If you scroll to the very bottom of that file, you'll see an example of compiling your own XLA JIT'ed code which subsequently calls back into Python. TPUs do precisely the same thing.
> PyTorch, for better or for worse, will actually run your Python code as you wrote it.
... is also true of jax, to within a rounding error less than "I personally don't mind writing id_print(x) instead of print(x)." :)
When tpu SSH first came out, I immediately went to my pytorch buddy (who became famous in the meantime by pioneering the CLIP AI art you’ve probably been seeing: https://mobile.twitter.com/rivershavewings) and said “Rivers, you have to try TPUs! They’re wonderful! Now you can run pytorch on them directly!”

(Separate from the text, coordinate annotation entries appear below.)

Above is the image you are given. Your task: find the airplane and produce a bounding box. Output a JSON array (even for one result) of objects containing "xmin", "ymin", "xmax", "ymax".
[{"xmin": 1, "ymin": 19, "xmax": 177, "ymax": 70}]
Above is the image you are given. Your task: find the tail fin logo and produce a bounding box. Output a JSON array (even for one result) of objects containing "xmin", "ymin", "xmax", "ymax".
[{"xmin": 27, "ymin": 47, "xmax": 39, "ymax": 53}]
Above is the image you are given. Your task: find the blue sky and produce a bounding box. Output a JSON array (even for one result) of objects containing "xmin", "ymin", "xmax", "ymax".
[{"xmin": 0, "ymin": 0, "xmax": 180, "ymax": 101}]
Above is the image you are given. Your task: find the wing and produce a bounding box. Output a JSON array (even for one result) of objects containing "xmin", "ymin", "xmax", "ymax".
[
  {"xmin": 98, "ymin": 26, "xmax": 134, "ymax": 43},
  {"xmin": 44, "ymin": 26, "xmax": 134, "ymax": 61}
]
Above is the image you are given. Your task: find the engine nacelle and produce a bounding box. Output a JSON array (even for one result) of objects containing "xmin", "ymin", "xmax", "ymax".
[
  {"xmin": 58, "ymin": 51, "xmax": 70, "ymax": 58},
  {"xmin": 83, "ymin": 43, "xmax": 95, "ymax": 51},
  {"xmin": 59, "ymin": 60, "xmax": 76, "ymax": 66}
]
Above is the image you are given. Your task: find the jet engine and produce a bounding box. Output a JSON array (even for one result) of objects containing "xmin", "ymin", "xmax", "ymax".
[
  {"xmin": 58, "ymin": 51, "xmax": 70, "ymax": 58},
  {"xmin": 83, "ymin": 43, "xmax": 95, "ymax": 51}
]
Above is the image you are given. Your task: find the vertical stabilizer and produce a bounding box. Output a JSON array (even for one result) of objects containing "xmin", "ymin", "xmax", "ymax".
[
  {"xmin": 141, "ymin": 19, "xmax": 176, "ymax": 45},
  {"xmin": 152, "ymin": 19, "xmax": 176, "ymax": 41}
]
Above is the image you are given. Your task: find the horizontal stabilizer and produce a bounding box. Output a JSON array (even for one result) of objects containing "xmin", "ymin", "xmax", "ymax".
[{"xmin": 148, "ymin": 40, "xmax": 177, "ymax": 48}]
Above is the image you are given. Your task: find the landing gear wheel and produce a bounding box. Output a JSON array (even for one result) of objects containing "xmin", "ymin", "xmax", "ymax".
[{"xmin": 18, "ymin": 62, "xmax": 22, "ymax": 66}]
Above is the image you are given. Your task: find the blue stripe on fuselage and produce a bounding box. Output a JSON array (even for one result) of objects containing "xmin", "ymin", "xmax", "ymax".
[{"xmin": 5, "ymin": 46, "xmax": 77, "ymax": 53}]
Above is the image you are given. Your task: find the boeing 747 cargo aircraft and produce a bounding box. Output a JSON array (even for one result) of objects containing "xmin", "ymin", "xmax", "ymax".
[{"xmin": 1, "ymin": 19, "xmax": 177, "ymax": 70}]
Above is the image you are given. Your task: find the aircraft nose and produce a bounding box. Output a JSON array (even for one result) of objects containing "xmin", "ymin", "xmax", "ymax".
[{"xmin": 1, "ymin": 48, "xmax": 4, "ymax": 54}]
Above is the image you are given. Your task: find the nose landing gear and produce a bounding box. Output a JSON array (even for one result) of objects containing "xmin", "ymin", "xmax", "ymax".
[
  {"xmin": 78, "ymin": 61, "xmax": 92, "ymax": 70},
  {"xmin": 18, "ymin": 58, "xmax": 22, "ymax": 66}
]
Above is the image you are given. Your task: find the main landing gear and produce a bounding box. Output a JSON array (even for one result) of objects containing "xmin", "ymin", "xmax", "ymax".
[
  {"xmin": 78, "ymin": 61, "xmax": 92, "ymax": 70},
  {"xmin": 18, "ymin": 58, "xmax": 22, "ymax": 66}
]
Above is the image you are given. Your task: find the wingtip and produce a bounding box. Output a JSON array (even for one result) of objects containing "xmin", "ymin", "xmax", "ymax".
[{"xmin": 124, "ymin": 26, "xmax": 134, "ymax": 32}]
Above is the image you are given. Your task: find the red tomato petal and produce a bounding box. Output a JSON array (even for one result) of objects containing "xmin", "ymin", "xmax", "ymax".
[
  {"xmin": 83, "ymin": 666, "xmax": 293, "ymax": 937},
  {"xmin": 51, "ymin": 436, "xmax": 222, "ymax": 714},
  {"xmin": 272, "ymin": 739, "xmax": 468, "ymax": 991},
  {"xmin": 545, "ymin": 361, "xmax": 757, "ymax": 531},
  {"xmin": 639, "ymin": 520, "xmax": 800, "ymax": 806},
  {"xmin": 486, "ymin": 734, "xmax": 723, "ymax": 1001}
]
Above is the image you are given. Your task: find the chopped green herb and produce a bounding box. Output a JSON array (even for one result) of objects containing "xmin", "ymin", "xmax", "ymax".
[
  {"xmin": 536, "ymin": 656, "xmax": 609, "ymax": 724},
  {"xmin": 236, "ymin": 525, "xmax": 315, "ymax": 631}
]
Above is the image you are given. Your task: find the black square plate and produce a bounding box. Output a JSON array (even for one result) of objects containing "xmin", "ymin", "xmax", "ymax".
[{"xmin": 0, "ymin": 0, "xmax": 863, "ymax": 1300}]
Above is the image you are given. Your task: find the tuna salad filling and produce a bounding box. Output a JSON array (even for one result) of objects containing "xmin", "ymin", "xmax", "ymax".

She was skeptical, because she’d had nothing but endless problems with the official pytorch TPU notebooks (which use a TPU in “remote” mode, aka it fires up an RPC server you attach to).
“No no, trust me — I bet their rpc driver was just horrible. It can’t be true that the Pytorch XLA backend is terrible on TPUs. How could that be? Facebook makes awesome software, and they’ve worked on this for so long. Some intern probably wrote the rpc system or something. Anyway, you can SSH into mine! See, no RPC server! What’s your pubkey?”
A few hours later, she reported that it froze in exactly the same place.
I could hardly believe it. I was so upset that I dug really deeply to try to figure out what the heck the problem was.
It was recompiling itself. Every. Inference.
Every compile took 15 minutes.
Their XLA backend is so far behind Jax that it’s not even a contest.
Worse, I’ve since realized why they can’t fix the problem. JAX gives you precise control over which functions get JIT’ed (compiled into XLA), and when that happens.
Pytorch doesn’t. There’s no @torch.jit decorator for your functions.
That means they need to infer which parts to jit (the inference model), and which parts not to (the inference loop).
The moment that magic fails, congrats; it’s now recompiling every iteration. (15 min per iteration is impressive, since usually it’s measured in “iterations per second”…)
JAX even has a TPU compiler cache now, which persists across Python runs. It’s like MacOS in 2021 vs Windows in 1995.
This is deeply frustrating to me, because there’s no reason for it — I don’t know if Facebook is intentionally kneecapping pytorch to keep people off of TPUs, or if it’s just run of the mill incompetence. But (like Windows 95) they’re going to discover they’re not the only game in town forever.
I guess in Jax you'd just only apply `jax.jit` to the parts where the compute graph is static? I'd be curious to see examples of how this works in practice. Fwiw, there's an offshoot of pytorch that is aiming to provide this sort of API (see https://github.com/pytorch/functorch and look at eager_compilation.py).
(Disclaimer: I worked on this until quite recently.)